By Erich Luening
By Erich Luening
Catfish farming is still one of the largest aquaculture sectors in the United States, however low-cost imports have driven prices to all time lows, jeopardizing the livelihoods of many farmers.
But science is paying attention and seven land grant universities in the United States are working to make the industry more efficient, more productive, and more competitive by enabling wide-scale commercial adoption of the hybrid catfish. Hybrid catfish – channel catfish females mated with blue catfish males – are a meatier and faster-growing fish.
“Although hybrid catfish farming can lower production costs, farmers need specific production and harvest technology,” said Saied Mostaghimi, director of the Virginia Agricultural Experiment Station at Virginia Tech and administrative advisor for S-1031, the nomenclature for the multi-state research project “Hybrid Catfish Production & Performance” (S-1031), which is supported, in part, through USDA’s National Institute of Food and Agriculture.

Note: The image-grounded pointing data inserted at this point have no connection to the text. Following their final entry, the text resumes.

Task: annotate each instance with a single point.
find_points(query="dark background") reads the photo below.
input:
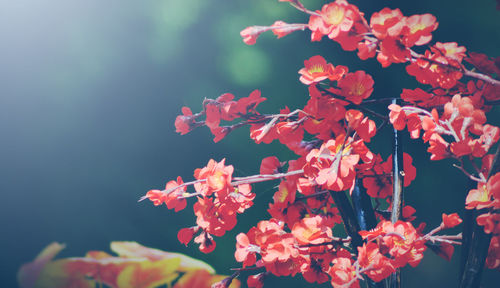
(89, 91)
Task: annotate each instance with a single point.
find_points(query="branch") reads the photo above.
(475, 242)
(366, 110)
(237, 181)
(363, 209)
(348, 217)
(397, 188)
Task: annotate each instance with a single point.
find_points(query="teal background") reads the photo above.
(89, 91)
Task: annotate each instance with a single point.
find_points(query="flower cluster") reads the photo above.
(330, 135)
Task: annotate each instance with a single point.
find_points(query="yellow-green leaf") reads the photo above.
(134, 249)
(28, 273)
(148, 274)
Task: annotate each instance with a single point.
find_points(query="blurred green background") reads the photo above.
(89, 91)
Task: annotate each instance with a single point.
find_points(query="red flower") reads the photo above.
(206, 241)
(481, 197)
(490, 221)
(218, 177)
(418, 29)
(356, 86)
(311, 230)
(245, 250)
(343, 272)
(316, 69)
(451, 50)
(185, 235)
(450, 221)
(186, 122)
(387, 22)
(380, 266)
(270, 165)
(256, 281)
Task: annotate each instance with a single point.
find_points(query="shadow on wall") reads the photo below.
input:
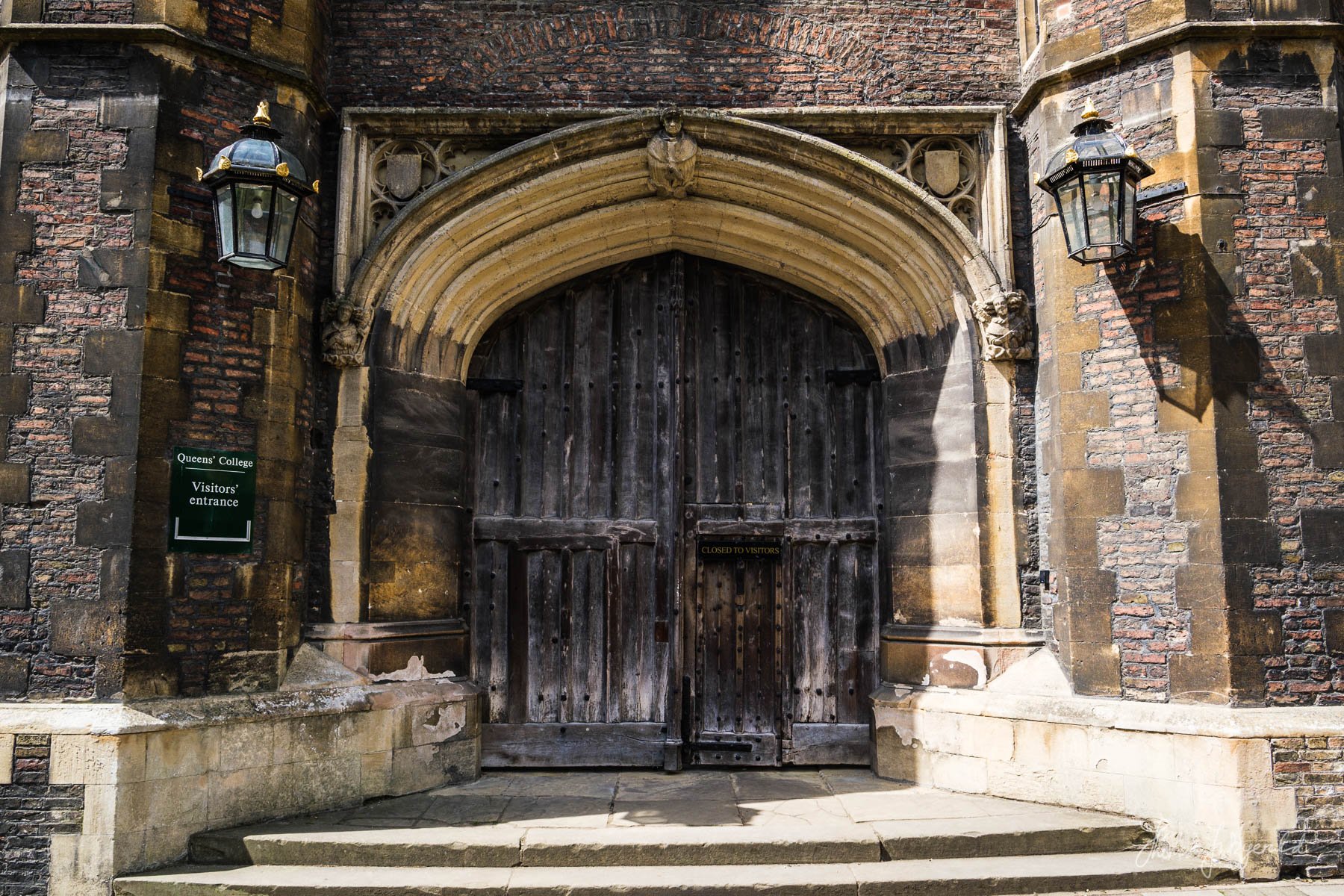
(934, 449)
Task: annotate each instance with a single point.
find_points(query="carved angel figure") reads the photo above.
(1004, 327)
(343, 336)
(672, 155)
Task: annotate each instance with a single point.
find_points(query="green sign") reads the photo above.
(211, 501)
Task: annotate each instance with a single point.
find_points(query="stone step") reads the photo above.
(504, 845)
(983, 876)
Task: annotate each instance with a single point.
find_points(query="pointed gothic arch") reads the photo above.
(765, 198)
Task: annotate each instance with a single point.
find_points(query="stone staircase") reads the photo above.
(826, 833)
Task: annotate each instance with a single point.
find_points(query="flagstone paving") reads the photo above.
(692, 798)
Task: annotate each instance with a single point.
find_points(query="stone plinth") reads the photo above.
(155, 773)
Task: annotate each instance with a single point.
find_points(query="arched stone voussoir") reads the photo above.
(578, 199)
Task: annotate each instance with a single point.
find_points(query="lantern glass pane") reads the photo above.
(255, 153)
(1130, 211)
(1071, 214)
(255, 218)
(1102, 196)
(225, 220)
(287, 208)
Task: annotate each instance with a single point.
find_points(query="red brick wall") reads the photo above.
(237, 374)
(1283, 167)
(539, 53)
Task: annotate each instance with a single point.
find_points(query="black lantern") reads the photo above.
(1095, 181)
(258, 188)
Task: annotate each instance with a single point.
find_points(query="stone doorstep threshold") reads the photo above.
(113, 719)
(913, 877)
(1066, 830)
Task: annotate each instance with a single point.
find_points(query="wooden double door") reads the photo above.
(676, 547)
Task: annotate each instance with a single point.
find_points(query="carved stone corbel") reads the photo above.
(671, 156)
(1004, 327)
(344, 332)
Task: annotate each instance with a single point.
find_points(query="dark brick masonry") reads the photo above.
(31, 810)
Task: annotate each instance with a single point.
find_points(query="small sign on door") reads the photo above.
(211, 501)
(741, 550)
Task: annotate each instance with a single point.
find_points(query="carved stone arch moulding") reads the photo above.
(594, 193)
(584, 196)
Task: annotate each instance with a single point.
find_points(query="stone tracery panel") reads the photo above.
(949, 168)
(396, 168)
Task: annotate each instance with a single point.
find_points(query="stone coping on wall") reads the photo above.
(1204, 775)
(1124, 715)
(151, 774)
(111, 719)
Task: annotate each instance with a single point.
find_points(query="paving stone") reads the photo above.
(719, 845)
(557, 812)
(464, 810)
(557, 783)
(780, 786)
(676, 812)
(824, 812)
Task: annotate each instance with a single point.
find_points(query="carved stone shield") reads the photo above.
(403, 172)
(942, 171)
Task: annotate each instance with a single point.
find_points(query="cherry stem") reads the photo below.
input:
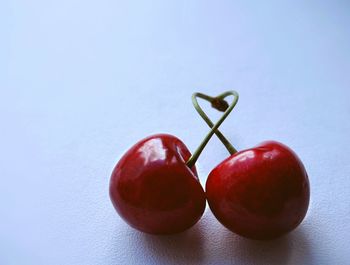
(220, 104)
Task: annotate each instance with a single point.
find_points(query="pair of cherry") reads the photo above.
(260, 193)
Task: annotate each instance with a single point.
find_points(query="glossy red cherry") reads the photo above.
(153, 189)
(259, 193)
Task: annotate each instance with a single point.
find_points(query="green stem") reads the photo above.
(200, 111)
(214, 127)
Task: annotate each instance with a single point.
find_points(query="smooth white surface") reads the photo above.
(81, 81)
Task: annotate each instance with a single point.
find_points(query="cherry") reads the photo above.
(154, 190)
(155, 187)
(259, 193)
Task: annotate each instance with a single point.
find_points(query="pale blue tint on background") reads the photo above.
(81, 81)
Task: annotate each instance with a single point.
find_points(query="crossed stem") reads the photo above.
(220, 104)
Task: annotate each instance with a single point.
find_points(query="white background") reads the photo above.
(82, 81)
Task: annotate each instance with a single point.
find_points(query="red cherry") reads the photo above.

In S-103, specifically, researchers have developed ways to improve hybrid breeding, such as extending spawning seasons, determining ideal temperature, and timing for hybrid embryo hatching, altering female catfish diets to increase fecundity, and selective breeding to select fish with valuable traits.
Hybrid fry catfish production has drastically increased since S-1031 researchers first began working on this project. In fact, last year, 200 million hybrid catfish fry were produced, which is more than 12 times the production rate in 2007, according to researchers at Auburn University. This year, hybrid catfish production is expected to account for more than 50% of catfish production.
Along with Auburn University, University of Arkansas at Pine Bluff, University of Maryland, University of Memphis, University of Minnesota, Mississippi State University, Southern Illinois University, have also contributed to the research which is ongoing.